Helping Employees Pay Down Student Debt
The ever-growing burden of student loan debt looms menacingly over many Americans, crippling their ability to save for retirement and other financial goals. According to Bankrate, around 60% of Americans who have student debt have delayed saving for major milestones because of it. While young people bear the most debt, they’re not the only ones affected by far as roughly 25% of baby boomers are still paying down student loans. Some employers are taking a more proactive approach to investing in their employees by enacting programs that allow workers to direct retirement plan contributions toward paying down their debt.
The Problem with Debt
Student loans can be difficult debt to pay off. Tuition has skyrocketed in the last few decades, meaning many students have to borrow much more to earn their degree. Although interest rates for these loans are typically lower than they are for credit cards, the high principal means interest accrues quickly and sizably over time. They also can’t usually be discharged through bankruptcy, and forgiveness programs have specific criteria for which only some workers will qualify.
The student debt crisis has a broad cross-generational impact. Many older Americans are delaying retirement because of the financial impact of their loans. Younger people are foregoing attempts to save money while they try to get out from under student debt.
A Flexible Solution
Some forward-thinking organizations are now offering solutions that can be tailored to their employees’ needs, including an option to pay student debt using employer matching contributions. Thrive, for example, allows participants to allocate some or all of their employer match to student loan debt, a college fund or even an emergency savings account. This way, participants can take advantage of retirement plans by using matching contributions to help reduce debt or save money for other goals.

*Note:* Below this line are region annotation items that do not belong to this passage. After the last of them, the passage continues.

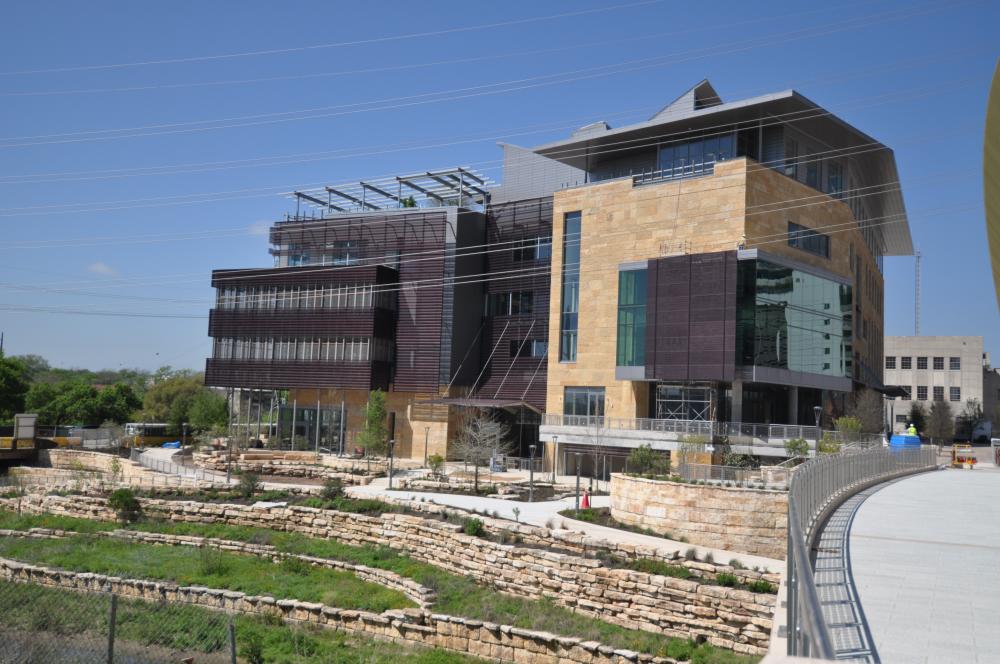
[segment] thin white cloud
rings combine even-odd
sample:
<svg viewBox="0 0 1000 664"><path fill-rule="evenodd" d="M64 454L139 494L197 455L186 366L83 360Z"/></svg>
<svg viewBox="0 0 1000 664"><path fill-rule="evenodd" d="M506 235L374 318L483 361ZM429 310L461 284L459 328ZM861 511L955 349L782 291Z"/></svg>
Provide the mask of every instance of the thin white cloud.
<svg viewBox="0 0 1000 664"><path fill-rule="evenodd" d="M117 277L118 276L118 270L116 270L115 268L111 267L107 263L102 263L101 261L97 261L96 263L91 263L90 265L88 265L87 266L87 271L88 272L93 272L94 274L100 274L100 275L105 276L105 277Z"/></svg>

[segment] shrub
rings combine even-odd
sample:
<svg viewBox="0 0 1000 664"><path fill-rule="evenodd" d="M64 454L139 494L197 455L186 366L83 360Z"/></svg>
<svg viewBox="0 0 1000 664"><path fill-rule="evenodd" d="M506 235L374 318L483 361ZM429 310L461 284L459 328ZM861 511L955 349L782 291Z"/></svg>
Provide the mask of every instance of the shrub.
<svg viewBox="0 0 1000 664"><path fill-rule="evenodd" d="M264 638L260 632L246 631L240 634L240 656L249 664L264 664Z"/></svg>
<svg viewBox="0 0 1000 664"><path fill-rule="evenodd" d="M225 576L229 573L229 561L217 549L202 547L198 550L198 571L206 576Z"/></svg>
<svg viewBox="0 0 1000 664"><path fill-rule="evenodd" d="M792 438L785 441L785 454L789 457L808 456L809 443L805 438Z"/></svg>
<svg viewBox="0 0 1000 664"><path fill-rule="evenodd" d="M108 507L115 511L122 523L129 523L139 518L141 507L132 489L115 489L108 496Z"/></svg>
<svg viewBox="0 0 1000 664"><path fill-rule="evenodd" d="M260 483L260 476L257 473L240 473L240 481L236 486L236 493L239 495L244 498L250 498L255 493L259 493L263 488L263 485Z"/></svg>
<svg viewBox="0 0 1000 664"><path fill-rule="evenodd" d="M486 528L481 519L469 517L462 521L462 532L473 537L482 537L486 533Z"/></svg>
<svg viewBox="0 0 1000 664"><path fill-rule="evenodd" d="M764 579L758 579L756 581L751 581L747 584L747 590L752 593L768 593L774 595L778 592L778 589L774 587L773 583L769 583Z"/></svg>
<svg viewBox="0 0 1000 664"><path fill-rule="evenodd" d="M840 418L845 419L845 418ZM820 454L836 454L840 451L840 441L833 437L833 435L827 431L823 433L823 438L819 441L819 447L817 451Z"/></svg>
<svg viewBox="0 0 1000 664"><path fill-rule="evenodd" d="M430 455L427 457L427 466L435 475L441 475L441 471L444 470L444 457L440 454Z"/></svg>
<svg viewBox="0 0 1000 664"><path fill-rule="evenodd" d="M678 662L690 660L693 651L694 643L688 639L670 639L667 644L667 657L676 659Z"/></svg>
<svg viewBox="0 0 1000 664"><path fill-rule="evenodd" d="M740 580L736 578L735 574L730 574L729 572L720 572L715 575L715 582L720 586L725 586L727 588L735 588L739 585Z"/></svg>
<svg viewBox="0 0 1000 664"><path fill-rule="evenodd" d="M344 482L339 477L331 477L323 482L323 488L319 492L323 500L335 500L344 495Z"/></svg>

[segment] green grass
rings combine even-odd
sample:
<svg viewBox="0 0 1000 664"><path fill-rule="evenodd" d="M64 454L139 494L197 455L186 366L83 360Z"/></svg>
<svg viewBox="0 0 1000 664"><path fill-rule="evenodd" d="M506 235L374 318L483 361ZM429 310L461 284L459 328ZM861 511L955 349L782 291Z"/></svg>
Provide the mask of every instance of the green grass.
<svg viewBox="0 0 1000 664"><path fill-rule="evenodd" d="M106 638L108 600L55 588L0 582L4 625L10 629ZM115 636L126 641L192 653L228 651L226 614L183 604L152 604L119 598ZM472 664L482 660L444 650L348 637L315 626L291 627L280 621L237 616L236 645L241 657L259 644L268 664ZM102 660L103 661L103 660ZM198 658L195 658L198 661ZM228 661L228 660L227 660ZM244 659L243 661L246 661Z"/></svg>
<svg viewBox="0 0 1000 664"><path fill-rule="evenodd" d="M0 540L0 555L69 570L173 581L377 613L414 606L402 593L362 581L350 572L297 560L275 565L270 560L213 549L80 535L64 540L7 538Z"/></svg>
<svg viewBox="0 0 1000 664"><path fill-rule="evenodd" d="M35 523L35 520L45 519L46 517L41 516L20 517L17 522L20 524L18 528L42 525ZM59 524L47 527L60 527L65 530L74 530L76 524L80 527L93 527L91 524L94 523L68 517L47 517L47 519L50 523L56 520ZM12 525L5 525L10 522L10 513L0 510L0 528L13 528ZM107 525L109 528L114 527L111 524ZM130 525L129 529L270 544L287 553L331 558L389 570L433 589L437 593L437 601L433 608L438 613L575 636L584 640L600 641L614 648L627 648L656 655L667 655L670 648L675 651L690 651L689 658L698 664L750 664L759 660L757 657L737 655L708 645L695 647L685 639L625 629L597 618L574 613L550 600L533 600L498 593L489 587L477 584L470 577L446 572L388 547L353 546L336 540L313 539L297 533L221 524L140 522ZM204 585L211 587L207 583ZM696 656L699 659L695 659Z"/></svg>

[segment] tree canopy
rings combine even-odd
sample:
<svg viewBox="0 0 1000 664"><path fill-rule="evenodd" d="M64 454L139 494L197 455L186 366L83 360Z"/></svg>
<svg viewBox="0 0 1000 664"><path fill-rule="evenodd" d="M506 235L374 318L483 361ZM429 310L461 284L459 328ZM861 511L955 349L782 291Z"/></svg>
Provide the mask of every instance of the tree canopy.
<svg viewBox="0 0 1000 664"><path fill-rule="evenodd" d="M14 415L23 412L29 386L28 366L16 357L0 353L0 422L11 421Z"/></svg>

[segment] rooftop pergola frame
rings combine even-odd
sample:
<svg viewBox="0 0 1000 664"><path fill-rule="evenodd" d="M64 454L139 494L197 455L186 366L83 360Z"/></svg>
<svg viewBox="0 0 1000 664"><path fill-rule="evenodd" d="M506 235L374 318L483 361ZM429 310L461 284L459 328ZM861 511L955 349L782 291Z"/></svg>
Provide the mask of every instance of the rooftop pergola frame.
<svg viewBox="0 0 1000 664"><path fill-rule="evenodd" d="M485 206L491 186L482 173L459 166L304 189L290 192L288 197L295 199L295 216L300 217L303 205L323 213L403 209L409 207L411 199L417 207Z"/></svg>

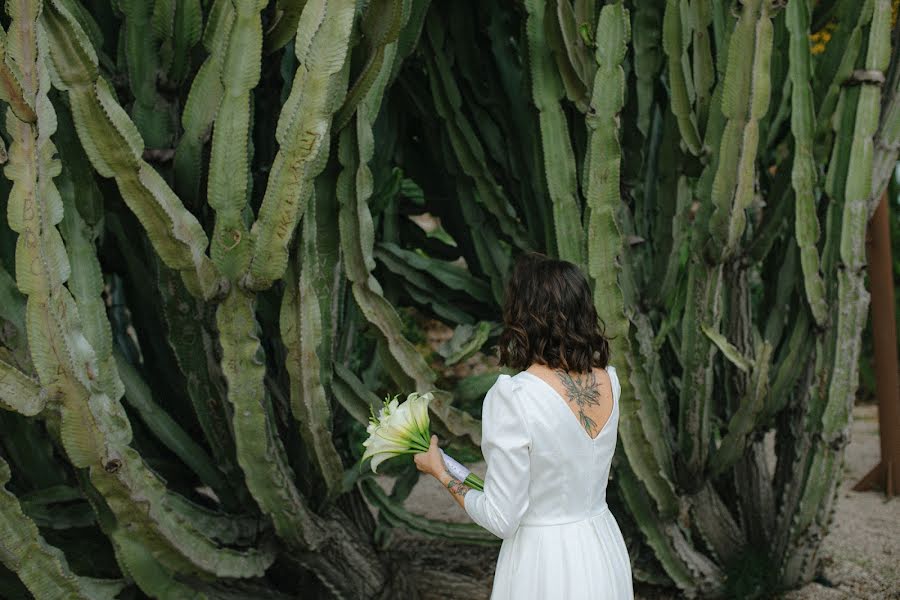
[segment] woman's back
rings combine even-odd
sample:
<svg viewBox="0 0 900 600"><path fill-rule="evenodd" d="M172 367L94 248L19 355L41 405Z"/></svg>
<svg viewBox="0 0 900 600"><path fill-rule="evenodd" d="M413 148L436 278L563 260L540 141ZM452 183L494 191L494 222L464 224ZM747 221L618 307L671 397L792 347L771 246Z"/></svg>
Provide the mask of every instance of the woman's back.
<svg viewBox="0 0 900 600"><path fill-rule="evenodd" d="M530 502L523 524L565 523L605 508L606 483L618 436L619 396L615 368L608 367L606 373L609 388L605 399L602 392L597 394L599 401L594 406L587 406L589 402L579 405L572 399L576 394L561 395L531 371L511 378L532 442ZM602 388L604 381L598 378L597 383Z"/></svg>
<svg viewBox="0 0 900 600"><path fill-rule="evenodd" d="M469 491L465 508L504 539L492 600L633 598L628 550L606 504L620 394L615 368L606 373L612 407L593 437L577 403L532 372L501 375L488 392L485 488ZM599 404L590 414L605 414Z"/></svg>

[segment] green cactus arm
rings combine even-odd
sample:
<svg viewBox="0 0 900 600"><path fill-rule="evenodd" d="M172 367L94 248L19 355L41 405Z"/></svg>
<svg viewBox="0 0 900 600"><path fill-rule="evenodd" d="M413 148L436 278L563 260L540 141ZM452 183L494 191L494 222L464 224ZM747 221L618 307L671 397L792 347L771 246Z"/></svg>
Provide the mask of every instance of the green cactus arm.
<svg viewBox="0 0 900 600"><path fill-rule="evenodd" d="M69 92L78 136L91 164L104 177L115 177L160 257L182 272L192 292L215 294L217 277L205 254L208 240L203 228L141 158L140 134L99 76L97 57L84 32L58 0L44 5L41 26L48 37L55 82Z"/></svg>
<svg viewBox="0 0 900 600"><path fill-rule="evenodd" d="M154 552L153 547L122 527L103 496L91 485L86 473L79 473L78 479L97 515L100 530L109 538L116 562L126 578L151 597L205 600L204 596L196 596L191 588L179 582L176 573L162 564L158 550Z"/></svg>
<svg viewBox="0 0 900 600"><path fill-rule="evenodd" d="M6 489L9 465L0 458L0 560L35 598L100 600L116 597L124 582L90 580L69 569L63 553L47 544L16 496Z"/></svg>
<svg viewBox="0 0 900 600"><path fill-rule="evenodd" d="M371 410L381 408L381 399L359 380L350 369L340 363L334 363L332 389L335 398L346 411L363 425L369 424Z"/></svg>
<svg viewBox="0 0 900 600"><path fill-rule="evenodd" d="M166 342L184 374L186 391L203 430L203 437L218 469L232 482L232 487L240 486L237 483L240 474L234 459L231 415L224 394L213 383L216 368L209 364L207 358L214 340L204 322L212 311L190 295L174 271L158 261L157 273L167 329ZM203 351L199 352L201 348ZM228 505L231 495L220 495L229 508L232 508Z"/></svg>
<svg viewBox="0 0 900 600"><path fill-rule="evenodd" d="M729 40L722 88L722 113L727 121L712 186L715 209L710 216L707 249L718 260L736 252L746 226L745 211L753 200L759 119L769 106L771 55L769 3L748 1Z"/></svg>
<svg viewBox="0 0 900 600"><path fill-rule="evenodd" d="M693 103L694 84L688 79L691 61L687 53L687 36L685 23L689 10L688 0L666 0L666 12L663 15L663 50L666 53L669 71L669 93L671 94L672 112L678 119L681 138L691 154L699 155L700 131L697 128L697 115L691 109Z"/></svg>
<svg viewBox="0 0 900 600"><path fill-rule="evenodd" d="M71 265L67 285L78 306L78 323L94 351L97 382L103 392L115 401L122 397L123 388L112 358L112 330L103 299L103 273L94 245L94 232L80 212L82 206L85 212L94 208L90 206L90 202L94 199L95 190L92 180L78 178L72 172L72 168L78 164L75 160L70 160L78 152L76 140L73 139L72 122L67 112L58 111L57 114L59 122L66 126L64 131L57 133L56 139L62 163L57 187L64 208L60 232L65 240ZM86 184L91 187L86 187Z"/></svg>
<svg viewBox="0 0 900 600"><path fill-rule="evenodd" d="M884 72L890 56L889 0L874 0L870 22L865 69ZM839 143L850 145L846 187L843 191L840 259L836 305L837 340L833 371L828 390L828 404L823 413L823 435L826 439L838 433L846 435L850 409L856 393L859 331L865 323L869 296L864 285L867 264L865 231L868 223L868 200L872 190L874 136L881 111L881 87L863 82L855 103L856 119L852 138Z"/></svg>
<svg viewBox="0 0 900 600"><path fill-rule="evenodd" d="M884 72L890 56L889 0L875 0L870 22L865 69ZM865 323L868 293L864 285L866 267L865 231L868 223L868 200L872 189L872 161L874 136L881 110L881 87L863 82L856 100L856 119L851 139L839 143L850 145L846 187L843 191L840 259L843 268L838 272L838 297L841 307L837 317L837 340L834 368L828 391L828 404L823 414L823 435L827 437L846 431L850 409L856 393L859 331Z"/></svg>
<svg viewBox="0 0 900 600"><path fill-rule="evenodd" d="M216 309L222 367L228 400L234 408L233 427L238 464L247 487L263 513L271 517L278 536L295 548L315 549L325 531L294 484L281 438L276 435L269 398L263 384L258 325L253 294L232 288Z"/></svg>
<svg viewBox="0 0 900 600"><path fill-rule="evenodd" d="M175 191L195 210L201 204L203 146L215 122L222 96L225 94L221 71L225 62L228 34L234 18L234 4L231 0L214 0L202 37L203 46L209 55L194 75L181 112L181 127L184 133L175 148L173 162Z"/></svg>
<svg viewBox="0 0 900 600"><path fill-rule="evenodd" d="M331 405L322 381L320 351L325 322L320 305L318 235L315 200L310 199L303 220L297 267L289 267L281 301L281 339L290 378L291 413L300 429L306 452L325 482L327 496L336 495L344 473L332 440ZM299 269L299 277L296 273ZM324 291L324 290L323 290Z"/></svg>
<svg viewBox="0 0 900 600"><path fill-rule="evenodd" d="M585 159L585 198L590 209L587 219L588 274L594 281L594 302L598 314L606 323L606 332L613 340L612 354L622 357L616 362L616 371L622 386L620 402L623 411L619 427L623 447L660 511L668 515L675 511L674 489L660 472L654 449L647 442L648 433L635 412L638 402L629 372L629 365L633 362L630 323L623 297L623 287L630 284L625 281L627 274L616 267L617 257L623 252L623 237L616 221L616 212L621 204L621 146L616 115L625 101L622 62L629 37L628 11L621 4L604 6L596 35L599 69L592 87L591 106L594 113L586 118L589 129L589 151Z"/></svg>
<svg viewBox="0 0 900 600"><path fill-rule="evenodd" d="M529 250L533 246L530 235L519 222L516 210L509 203L503 189L487 168L484 148L462 110L462 97L453 79L444 48L445 36L438 17L430 13L425 20L425 39L431 48L427 53L428 80L435 108L446 125L454 155L463 172L475 184L477 198L497 219L500 229L513 243Z"/></svg>
<svg viewBox="0 0 900 600"><path fill-rule="evenodd" d="M633 464L630 460L617 462L616 478L623 499L656 559L672 583L685 594L696 595L702 590L714 595L721 590L724 575L712 561L691 547L675 524L660 517L646 486L631 470Z"/></svg>
<svg viewBox="0 0 900 600"><path fill-rule="evenodd" d="M900 44L894 47L891 64L900 65ZM893 177L900 152L900 67L894 67L882 91L881 124L875 135L875 156L872 159L872 195L869 199L869 219L878 208L881 196Z"/></svg>
<svg viewBox="0 0 900 600"><path fill-rule="evenodd" d="M494 227L487 211L477 201L477 194L468 182L457 182L456 193L461 199L463 220L472 236L475 256L481 269L491 279L494 301L503 302L506 274L511 266L511 257L500 242L500 235ZM548 219L549 221L550 219Z"/></svg>
<svg viewBox="0 0 900 600"><path fill-rule="evenodd" d="M696 98L694 105L697 115L697 125L700 135L703 135L707 119L709 118L709 105L712 101L712 88L715 83L715 67L713 66L712 49L709 41L709 28L712 25L712 8L710 0L691 0L690 18L693 21L691 33L693 34L693 47L691 67L693 70L693 84Z"/></svg>
<svg viewBox="0 0 900 600"><path fill-rule="evenodd" d="M168 269L155 258L156 273L145 271L133 245L125 233L120 220L115 215L106 217L107 230L116 238L125 265L131 273L151 283L156 283L161 299L162 318L165 321L165 341L172 349L175 360L184 375L185 390L194 407L194 413L204 438L212 451L217 467L225 474L235 489L242 484L237 464L234 462L234 440L231 434L231 416L224 400L224 393L213 384L215 368L210 365L207 353L212 351L214 341L205 327L212 311L198 303L185 288L176 271ZM202 348L203 352L198 352ZM243 490L242 490L243 491ZM221 497L226 508L230 495Z"/></svg>
<svg viewBox="0 0 900 600"><path fill-rule="evenodd" d="M170 502L172 492L134 449L120 447L115 461L91 465L91 484L116 522L152 549L167 569L181 574L258 577L272 564L272 548L231 548L216 543L201 523L185 518Z"/></svg>
<svg viewBox="0 0 900 600"><path fill-rule="evenodd" d="M40 384L0 359L0 408L33 417L46 405L47 394Z"/></svg>
<svg viewBox="0 0 900 600"><path fill-rule="evenodd" d="M345 256L344 268L352 282L353 297L357 305L366 320L381 332L389 356L412 379L416 391L426 392L433 391L437 375L415 346L404 337L396 310L384 298L381 286L371 275L375 267L374 231L372 215L366 202L373 190L372 173L368 166L375 151L372 121L378 112L392 71L396 44L389 44L386 52L390 60L386 61L366 100L357 108L355 127L347 127L341 131L338 158L344 169L337 182L339 230ZM449 394L436 391L435 396L431 408L441 425L453 435L468 436L477 443L481 434L480 423L471 415L453 407Z"/></svg>
<svg viewBox="0 0 900 600"><path fill-rule="evenodd" d="M52 389L54 397L59 399L58 435L62 446L74 466L89 468L92 481L102 488L116 518L129 524L131 534L150 543L161 555L165 554L170 564L181 572L261 574L271 563L271 554L218 548L202 533L173 522L162 502L165 485L128 446L131 440L128 418L117 398L107 394L108 380L104 379L102 370L105 365L97 360L82 332L79 306L63 285L71 271L66 248L54 227L63 219L64 203L53 183L60 168L50 141L56 127L53 107L47 97L50 82L47 69L42 68L48 60L47 40L43 30L37 27L38 15L33 6L25 3L13 8L12 28L18 33L16 39L23 46L36 45L38 49L36 54L18 54L23 72L29 74L23 89L35 99L38 120L32 125L16 119L12 111L7 115L8 130L14 139L7 170L14 181L10 224L20 233L20 240L33 235L36 242L21 243L17 249L17 255L22 254L26 260L29 259L26 250L38 253L36 261L23 263L38 268L18 271L19 287L28 294L26 326L35 370L42 385ZM33 61L30 66L25 57ZM31 190L41 193L37 195ZM67 218L77 211L71 210L70 205L68 213ZM33 230L37 224L46 225ZM72 224L67 222L64 228L73 234L73 242L77 245L79 238L84 242L83 229L70 227ZM40 252L54 247L51 260L40 256ZM99 278L96 272L93 277L90 272L88 269L83 280L72 282L80 300L99 292ZM104 324L101 322L99 326L102 328Z"/></svg>
<svg viewBox="0 0 900 600"><path fill-rule="evenodd" d="M831 130L831 119L841 95L841 87L853 71L859 57L863 41L863 26L866 15L870 14L868 0L863 2L839 2L838 15L841 26L838 27L831 41L825 47L825 53L816 62L813 78L813 98L818 100L816 106L817 138ZM826 151L829 144L821 144L818 148ZM817 154L817 158L822 158Z"/></svg>
<svg viewBox="0 0 900 600"><path fill-rule="evenodd" d="M708 337L718 348L719 351L728 359L728 362L736 366L738 369L743 371L744 373L749 373L753 368L753 361L748 359L746 356L741 354L741 351L735 348L735 346L728 341L728 339L710 327L705 323L700 326L700 329L703 330L703 333Z"/></svg>
<svg viewBox="0 0 900 600"><path fill-rule="evenodd" d="M161 70L159 44L151 32L153 11L159 4L144 0L119 0L124 15L121 35L124 37L128 83L134 94L131 117L144 143L150 148L169 147L175 125L173 111L157 89Z"/></svg>
<svg viewBox="0 0 900 600"><path fill-rule="evenodd" d="M205 594L181 583L140 540L117 527L107 533L122 572L151 598L206 600Z"/></svg>
<svg viewBox="0 0 900 600"><path fill-rule="evenodd" d="M403 507L402 502L393 500L371 477L363 479L360 487L366 498L378 507L378 514L395 527L468 544L496 546L502 541L474 523L446 523L411 513Z"/></svg>
<svg viewBox="0 0 900 600"><path fill-rule="evenodd" d="M634 3L632 31L634 74L637 78L637 124L645 137L650 132L654 86L665 59L662 48L663 9L664 6L657 0L637 0Z"/></svg>
<svg viewBox="0 0 900 600"><path fill-rule="evenodd" d="M244 211L250 196L250 95L262 65L262 0L235 3L219 77L222 100L216 113L209 158L207 202L216 213L210 254L218 271L235 282L253 253Z"/></svg>
<svg viewBox="0 0 900 600"><path fill-rule="evenodd" d="M560 5L568 6L568 1ZM553 223L556 233L556 252L563 260L585 264L581 207L578 197L578 177L575 172L575 151L569 140L569 127L560 101L563 86L550 49L545 40L547 3L525 0L528 20L528 65L531 70L531 98L538 110L544 173L550 201L553 204ZM580 38L579 38L580 39Z"/></svg>
<svg viewBox="0 0 900 600"><path fill-rule="evenodd" d="M794 188L794 234L800 247L803 288L813 318L825 324L827 304L825 284L819 273L819 218L816 216L816 162L813 156L815 108L809 51L810 7L808 2L789 2L787 26L790 31L789 74L791 79L791 133L794 136L794 164L791 183Z"/></svg>
<svg viewBox="0 0 900 600"><path fill-rule="evenodd" d="M16 287L16 280L0 265L0 319L25 333L25 297Z"/></svg>
<svg viewBox="0 0 900 600"><path fill-rule="evenodd" d="M406 29L411 7L411 0L373 2L366 7L360 29L369 58L356 80L350 85L347 96L334 117L336 130L347 126L359 103L365 99L369 89L375 84L387 58L385 48L388 44L397 42L400 33Z"/></svg>
<svg viewBox="0 0 900 600"><path fill-rule="evenodd" d="M47 70L41 68L47 56L46 40L38 28L39 7L23 1L7 8L12 17L7 60L19 74L24 97L35 106L38 117L34 123L27 123L11 109L6 115L12 144L5 174L13 182L8 222L19 234L17 285L28 296L25 329L32 364L41 385L52 397L61 399L63 447L74 464L86 466L105 454L93 434L117 427L123 419L127 424L127 419L121 406L104 412L95 410L98 405L83 401L91 395L97 362L77 326L78 310L64 286L71 269L56 228L63 219L63 202L53 182L60 172L51 141L56 116L47 96ZM100 406L108 401L102 395L97 399ZM130 436L127 427L119 428L119 432L121 440Z"/></svg>
<svg viewBox="0 0 900 600"><path fill-rule="evenodd" d="M890 55L889 0L867 2L863 8L868 23L868 42L864 68L884 72ZM809 473L802 482L802 492L796 513L791 520L791 541L785 566L791 581L806 579L815 566L804 552L802 536L827 529L833 518L832 507L843 463L843 453L850 429L850 411L858 384L859 331L865 323L869 295L864 285L865 228L868 220L867 202L872 186L874 136L878 128L881 108L881 89L874 83L845 88L841 92L838 110L849 118L835 119L837 128L853 124L851 136L839 135L836 130L835 155L847 156L843 185L835 188L835 208L843 212L840 242L837 246L843 263L837 273L835 307L840 307L836 326L827 338L829 348L817 360L827 364L827 396L818 413L817 429L821 438L813 442ZM834 159L832 159L834 160ZM830 178L837 185L837 176ZM837 310L837 309L835 309ZM810 531L812 530L812 531Z"/></svg>
<svg viewBox="0 0 900 600"><path fill-rule="evenodd" d="M465 292L480 302L490 301L490 286L458 265L430 258L412 250L405 250L389 242L378 244L378 250L390 254L397 260L404 261L422 273L431 275L451 290Z"/></svg>
<svg viewBox="0 0 900 600"><path fill-rule="evenodd" d="M191 53L203 33L200 0L159 0L153 6L153 31L160 40L161 66L170 84L184 81Z"/></svg>
<svg viewBox="0 0 900 600"><path fill-rule="evenodd" d="M332 115L345 94L355 6L351 0L310 0L300 16L294 51L301 66L278 118L279 149L251 229L251 289L268 288L284 274L294 229L328 159Z"/></svg>
<svg viewBox="0 0 900 600"><path fill-rule="evenodd" d="M741 398L738 409L728 421L728 433L722 438L722 442L710 459L709 468L712 477L718 477L740 460L747 449L747 438L759 425L759 415L765 416L771 364L772 345L763 342L750 365L752 371L747 397Z"/></svg>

Thrive’s turnkey solution helps provide debt relief without increasing your retirement plan’s administrative workload. Employees simply enroll though Thrive’s online portal to set up a payroll deduction. Thrive communicates with the existing payroll service to match the contribution and takes care of administration, reporting and payment to employees’ registered account. And thanks to pandemic relief legislation, up to $5,250 in tax-free annual matching contributions can be directed toward student loan repayment through 2025. *
Advantages for Employers
According to Forbes, happy employees are up to 20% more productive at work than unhappy ones. Considering that student loan debt is a major contributor to stress, allowing employees to take charge of their finances in this way may help alleviate a significant stressor for many workers.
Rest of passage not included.